Saudi Arabia-led consortium completes takeover of Newcastle United

A Saudi Arabia-led takeover of Newcastle United has been completed with the Public Investment Fund (PIF) buying the Premier League club in a deal worth just over £300 million.

Newcastle have not been English champions since 1927 and have not won any domestic silverware since 1955, and fans believe this takeover will move them out of mediocrity. In seven games this Premier League season, Newcastle are yet to win a game and are 19th in the table, above only Norwich City.

The takeover ends an 18-month deadlock after an agreement was originally reached in April 2020. However, PIF, the world's largest sovereign wealth fund (state-owned investment), failed to pass the Premier League's owners' and directors' test at the time, creating an impasse which has been resolved following intensive talks in recent weeks.

Officially, the Premier League has privately indicated they are now satisfied the consortium has provided proof the Saudi state would not have control of Newcastle. The Premier League declined to comment to ESPN when contacted to explain how they had done this.

"The Premier League, Newcastle United Football Club and St James Holdings Limited have today settled the dispute over the takeover of the club by the consortium of PIF, PCP Capital Partners and RB Sports & Media," a Premier League statement said. "Following the completion of the Premier League's Owners' and Directors' Test, the club has been sold to the consortium with immediate effect.

"The legal disputes concerned which entities would own and/or have the ability to control the club following the takeover. All parties have agreed the settlement is necessary to end the long uncertainty for fans over the club's ownership.

"The Premier League has now received legally binding assurances that the Kingdom of Saudi Arabia will not control Newcastle United Football Club.
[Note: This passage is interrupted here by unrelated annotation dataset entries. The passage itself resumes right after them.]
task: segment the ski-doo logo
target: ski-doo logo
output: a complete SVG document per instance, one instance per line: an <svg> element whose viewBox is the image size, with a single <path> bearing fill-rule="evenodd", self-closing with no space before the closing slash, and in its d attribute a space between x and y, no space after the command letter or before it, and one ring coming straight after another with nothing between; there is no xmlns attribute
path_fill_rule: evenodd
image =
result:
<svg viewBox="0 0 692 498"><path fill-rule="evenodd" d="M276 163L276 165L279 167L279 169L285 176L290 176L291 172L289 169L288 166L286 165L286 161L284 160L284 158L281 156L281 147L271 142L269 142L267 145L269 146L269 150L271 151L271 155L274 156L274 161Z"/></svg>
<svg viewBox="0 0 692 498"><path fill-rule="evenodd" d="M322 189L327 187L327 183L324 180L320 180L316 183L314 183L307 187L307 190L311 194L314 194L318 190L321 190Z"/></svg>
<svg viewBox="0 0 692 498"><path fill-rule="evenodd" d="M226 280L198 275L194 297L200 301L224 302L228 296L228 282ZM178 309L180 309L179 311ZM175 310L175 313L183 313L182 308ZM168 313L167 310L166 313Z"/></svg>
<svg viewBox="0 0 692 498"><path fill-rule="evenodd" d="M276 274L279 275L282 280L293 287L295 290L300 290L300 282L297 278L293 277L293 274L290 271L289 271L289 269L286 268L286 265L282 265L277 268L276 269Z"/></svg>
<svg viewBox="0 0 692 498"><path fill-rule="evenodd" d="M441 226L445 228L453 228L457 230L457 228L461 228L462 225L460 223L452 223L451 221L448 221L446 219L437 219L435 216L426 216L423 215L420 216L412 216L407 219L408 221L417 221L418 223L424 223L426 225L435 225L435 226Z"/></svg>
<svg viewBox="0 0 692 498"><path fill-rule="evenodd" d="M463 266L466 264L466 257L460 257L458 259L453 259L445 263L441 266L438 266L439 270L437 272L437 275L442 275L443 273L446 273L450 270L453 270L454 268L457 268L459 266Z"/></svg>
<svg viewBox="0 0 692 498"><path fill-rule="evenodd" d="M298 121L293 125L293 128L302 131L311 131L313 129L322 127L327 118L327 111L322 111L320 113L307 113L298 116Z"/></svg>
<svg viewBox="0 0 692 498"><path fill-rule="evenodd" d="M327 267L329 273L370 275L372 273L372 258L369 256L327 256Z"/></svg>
All parties are pleased to have concluded this process which gives certainty and clarity to Newcastle United Football Club and their fans."

The deal is likely to meet strong public opposition in many quarters, however, given Saudi Arabia's human rights record and the murder of journalist Jamal Khashoggi in 2018.

Khashoggi had been critical of the Saudi government and was killed in an act determined by the United States government to have been directly ordered by Crown Prince Mohammed bin Salman, ruler of Saudi Arabia and chairman of the PIF.

Amnesty International called on the Premier League on Thursday to focus on human rights issues and "sportswashing."

"Instead of allowing those implicated in serious human rights violations to walk into English football simply because they have deep pockets, we've urged the Premier League to change their owners' and directors' test to address human rights issues," Amnesty's Sacha Deshmukh said.

"The phrase 'human rights' doesn't even appear in the owners' and directors' test despite English football supposedly adhering to FIFA standards.

"We've sent the Premier League a suggested new human rights-compliant test and we reiterate our call on them to overhaul their standards on this."

As part of the agreement with Newcastle, PIF will take an 80% stake, with private equity firm Reuben Brothers paying for a 10% stake and British businesswoman Amanda Staveley receiving 10% for her role in brokering the deal.

Staveley said of the deal: "This is a long-term investment. We are excited about the future prospects for Newcastle United. We intend to instill a united philosophy across the club, establish a clear purpose, and help provide leadership that will allow Newcastle United to go on to big achievements over the long term.

"Our ambition is aligned with the fans -- to create a consistently successful team that's regularly competing for major trophies and generates pride across the globe."

Sources have told ESPN that the catalyst for the sudden change was the end of a four-year dispute over Premier League broadcast rights in the Middle East by Qatari-owned broadcaster beIN Sports, which was banned in Saudi Arabia as the government blocked its signals.

Its content was then allegedly pirated by a Saudi-state run broadcaster beoutQ, which led to the beIN Corporation launching an international investment arbitration against Saudi Arabia seeking damages totalling more than $1 billion.

The World Trade Organization ruled last year that Saudi Arabia helped breach international piracy laws in relation to beoutQ but despite an acknowledgement to rectify the issue, beIN channels were still not shown fully in the region.

The arbitration process continued but sources have told ESPN that the Saudis have recognised their defence was likely to fail and have instead now sought a settlement with the beIN Corporation.

Now the piracy issue has been resolved, the Premier League is no longer in dispute with the Saudi state, although they maintain the key factor has been PIF proving it is a separate entity from the country's government rather than the end of the broadcast rights row.

Information from Reuters was used in this report.